À travers quinze études empiriques (sur les conditions de travail des ouvriers de l'Education nationale, sur le métier d'animateur ou encore sur les dispositifs d'insertion des travailleurs handicapés), Le Bas de l'échelle propose un panorama saisissant de ce que l'on appellera, faute de mieux, la précarité, et fait notamment voler en éclats la traditionnelle dichotomie entre « inclus » et « exclus ».
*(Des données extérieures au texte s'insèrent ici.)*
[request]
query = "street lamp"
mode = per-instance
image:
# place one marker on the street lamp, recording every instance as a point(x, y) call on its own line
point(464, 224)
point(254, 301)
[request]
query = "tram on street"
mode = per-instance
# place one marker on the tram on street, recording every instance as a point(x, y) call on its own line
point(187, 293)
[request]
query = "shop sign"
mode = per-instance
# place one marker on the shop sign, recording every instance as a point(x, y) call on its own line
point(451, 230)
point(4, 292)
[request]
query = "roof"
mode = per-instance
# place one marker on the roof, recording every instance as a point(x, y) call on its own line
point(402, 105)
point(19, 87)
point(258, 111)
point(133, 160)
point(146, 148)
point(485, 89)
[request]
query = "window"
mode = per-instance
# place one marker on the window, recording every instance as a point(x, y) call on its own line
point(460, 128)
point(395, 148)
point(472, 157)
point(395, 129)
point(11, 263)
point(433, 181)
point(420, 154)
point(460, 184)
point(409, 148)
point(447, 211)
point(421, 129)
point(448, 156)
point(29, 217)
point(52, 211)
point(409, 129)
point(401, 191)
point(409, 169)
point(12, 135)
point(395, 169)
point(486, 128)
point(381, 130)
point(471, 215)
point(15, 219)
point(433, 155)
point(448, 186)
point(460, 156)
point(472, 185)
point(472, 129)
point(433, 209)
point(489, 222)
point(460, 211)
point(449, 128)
Il n'y a ici quasiment que des situations intermédiaires, entre l'assistanat et l'emploi stable. Ainsi ces femmes immigrées, étudiées par Sabah Chaib, qui, souvent employées dans le secteur des services, révèlent des « parcours de flexibilité des temps de travail et de précarisation de la contractualisation avec les employeurs », fruits de logiques diverses ; soit « une permanence des tâches mais une multiplication des contrats », soit « une diversité des changements d'emploi (...) : passage fréquent de l'industrie à la sphère des services à la personne par exemple ». Mais on pourrait aussi citer le cas de ces jeunes informaticiens, titulaires de diplômes de niveau bac + 4 ou bac + 5, qui débutent leur carrière en contrat de qualification à 60 ou 80 % du smic, alors que la profession est l'une des mieux rémunérées qui soient.
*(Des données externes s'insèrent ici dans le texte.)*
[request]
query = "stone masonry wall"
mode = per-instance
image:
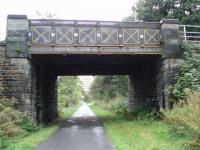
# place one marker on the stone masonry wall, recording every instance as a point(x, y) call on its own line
point(15, 76)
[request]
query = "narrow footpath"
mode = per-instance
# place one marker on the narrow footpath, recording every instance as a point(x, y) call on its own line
point(83, 131)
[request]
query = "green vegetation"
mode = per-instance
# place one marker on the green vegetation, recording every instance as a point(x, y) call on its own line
point(189, 77)
point(138, 134)
point(187, 11)
point(184, 118)
point(17, 131)
point(13, 122)
point(28, 142)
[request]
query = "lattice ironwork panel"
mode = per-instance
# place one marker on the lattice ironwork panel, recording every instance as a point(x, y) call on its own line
point(131, 36)
point(109, 36)
point(87, 35)
point(64, 35)
point(151, 36)
point(41, 34)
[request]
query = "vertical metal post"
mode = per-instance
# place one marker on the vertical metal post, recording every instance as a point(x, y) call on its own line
point(184, 30)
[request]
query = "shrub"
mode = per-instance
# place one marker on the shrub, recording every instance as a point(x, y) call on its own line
point(13, 122)
point(184, 118)
point(190, 71)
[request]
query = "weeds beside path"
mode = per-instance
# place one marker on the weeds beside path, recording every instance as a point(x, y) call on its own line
point(31, 141)
point(138, 134)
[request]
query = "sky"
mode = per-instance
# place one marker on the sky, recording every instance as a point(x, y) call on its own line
point(113, 10)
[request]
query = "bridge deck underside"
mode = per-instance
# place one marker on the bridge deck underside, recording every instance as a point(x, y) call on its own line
point(94, 64)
C'est cette segmentation du monde du travail qui justifie, selon Pierre Cours-Salies dans son introduction, une nouvelle « polarisation ». Non plus l'exclusion ou la « dualisation » du salariat donc, mais trois grands ensembles. Outre le « salariat stable », qui recouvre néanmoins des situations de plus en plus disparates, le groupe des « surnuméraires » rassemble toutes les personnes maintenues à l'écart de l'emploi (chômeurs longue durée, allocataires des minima sociaux, préretraités, SDF...) et dont P. Cours-Salies évalue le nombre à environ 5 millions. Entre les deux, le « louage de main-d'œuvre », qui regroupe toutes les situations particulières (intérimaires, CDD, stages aidés, CEC, CES, emplois-jeunes...) et dont le point commun est « de s'accrocher à des situations d'emploi salarié afin de conserver un salaire qui donne le moyen de vivre quotidiennement sans dépendre des autres (...) et aussi pour ne pas tomber dans l'assistanat ».
Une réflexion des plus utiles à l'heure des débats sur les nouveaux contrats d'embauche.